Il riflesso nell’acqua dell’ambiente architettonico, la imponente plasticità e la sua forma ellittica coronata da semicerchi rovesci degradanti verso la Piazza ne facevano uno dei più suggestivi e scenografici complessi architettonico-urbanistici del Lazio. Qualche secolo più tardi,abbandonata la sua funzione di serbatoio, si trasformò in elemento urbano di notevole disagio fino al 1889 quando fu aperto e integrato con la Piazza su progetto di Andrea Busiri Vici (rappresentante dell’eclettismo romano) architetto della famiglia Doria – Pamphilj che aveva acquistato l’ex feudo.

SITUAZIONE ATTUALE - DESCRIZIONE
Nel 2000 La Rifolta subì un notevole cambiamento: fu trasformata in un grande teatro all’aperto, ricollocando sul sagrato della Chiesa la fontana  che nell’800 si trovava nel centro dell’ellisse, inserendovi due scenografiche scalinate per collegarla al sovrastante Sagrato,  e ricostruendo il coronamento delle mura ellittiche a semicerchi rovesci di identica forma e dimensioni di quello seicentesco. 
Sulla parete semicircolare di fondo, fu realizzata dallo scultore G. Fois una fontana con scultura in stile naturalistico. Questa fontana rappresenta la sorgente di S. Erasmo (850 m/slm) dalla quale l’acqua arrivava in paese già dalla prima metà del 600. Oggi la Rifolta è perfettamente integrata con la Piazza ed è luogo di avvenimenti culturali ma anche di memoria collettiva, essendovi collocata al suo interno una lapide commemorativa dell’eccidio che avvenne a Roccagorga il 6 Gennaio del 1913, quando persero la vita 7 cittadini sotto il fuoco dei tutori dell’ordine.

OPERE CONSERVATE - LA FONTANA (AUTORE: ANDREA BUSIRIVICI - DATAZIONE: ?)
Un’immagine della struttura della fontana, posta all’interno della Rifolta a partire dalla fine del 1800 (Busiri- Vici) fino alla fine del 1900 e ritornata alla sua posizione iniziale del 1600 (Ginetti), sul sagrato, nel 2000 (arch. Eros Ciotti). Come si può notare dal disegno, alla fontana seicentesca realizzata dai Ginetti (in grigio), fu aggiunta, nel 1890, dai Doria Pamphilj, la grande vasca (in arancio).
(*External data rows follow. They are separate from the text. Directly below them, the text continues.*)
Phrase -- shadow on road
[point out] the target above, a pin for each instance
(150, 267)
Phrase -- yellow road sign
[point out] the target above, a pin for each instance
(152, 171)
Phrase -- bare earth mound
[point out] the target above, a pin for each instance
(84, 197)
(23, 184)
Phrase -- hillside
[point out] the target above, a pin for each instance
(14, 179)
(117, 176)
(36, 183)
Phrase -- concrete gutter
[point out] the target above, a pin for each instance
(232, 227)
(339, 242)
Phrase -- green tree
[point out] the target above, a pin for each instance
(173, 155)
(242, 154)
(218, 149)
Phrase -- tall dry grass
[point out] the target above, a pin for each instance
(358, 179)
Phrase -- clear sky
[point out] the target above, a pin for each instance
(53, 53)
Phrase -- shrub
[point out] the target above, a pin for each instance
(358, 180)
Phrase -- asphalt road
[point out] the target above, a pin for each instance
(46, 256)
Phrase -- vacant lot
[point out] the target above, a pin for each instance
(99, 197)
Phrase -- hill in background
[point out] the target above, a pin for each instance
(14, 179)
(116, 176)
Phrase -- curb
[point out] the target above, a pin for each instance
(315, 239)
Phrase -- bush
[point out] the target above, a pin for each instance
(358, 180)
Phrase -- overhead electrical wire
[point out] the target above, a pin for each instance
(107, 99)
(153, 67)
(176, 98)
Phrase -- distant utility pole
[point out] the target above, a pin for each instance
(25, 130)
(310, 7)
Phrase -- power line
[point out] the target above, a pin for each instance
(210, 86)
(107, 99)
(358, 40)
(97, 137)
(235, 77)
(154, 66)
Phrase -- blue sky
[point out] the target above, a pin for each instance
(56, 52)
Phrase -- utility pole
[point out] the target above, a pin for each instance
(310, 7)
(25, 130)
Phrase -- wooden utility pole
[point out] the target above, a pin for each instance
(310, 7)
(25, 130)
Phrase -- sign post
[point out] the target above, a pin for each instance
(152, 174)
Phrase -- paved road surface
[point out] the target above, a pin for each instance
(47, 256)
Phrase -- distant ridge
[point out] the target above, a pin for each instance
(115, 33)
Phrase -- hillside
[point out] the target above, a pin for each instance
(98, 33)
OPERE CONSERVATE - LE SCALINATE (AUTORE: ARCH.EROS CIOTTI - DATAZIONE: 2000)
Due scenografiche scalinate collegano il piazzale sovrastante, dove è posta la fontana, con quello inferiore prospicente la piazza. Sono realizzate interamente in marmo in rispetto allo stile barocco dell’intera struttura.

 

OPERE CONSERVATE - LA SCULTURA (AUTORE: MAESTRO G.CARLO FOIS - DATAZIONE: 2000)
In un primo momento la fontana doveva rappresentare una giovane cittadina incinta morta durante l’eccidio del 6 gennaio 1913. La soluzione definitiva però fu quella di simboleggiare la “Sorgente di S.Erasmo” dalla quale derivava l’acqua della Rifolta, anche per la particolare collocazione della fontana, che si trova sotto la lapide commemorativa dell’eccidio, che ne fa già ampia testimonianza storica.

OPERE CONSERVATE - LE FONTANE LATERALI (AUTORE: ? - DATAZIONE: 1600)
La foto rappresenta una delle due fontane poste lateralmente alla Rifolta.  Anche queste sono state ristrutturate nel 2000 dall’arch. Ciotti.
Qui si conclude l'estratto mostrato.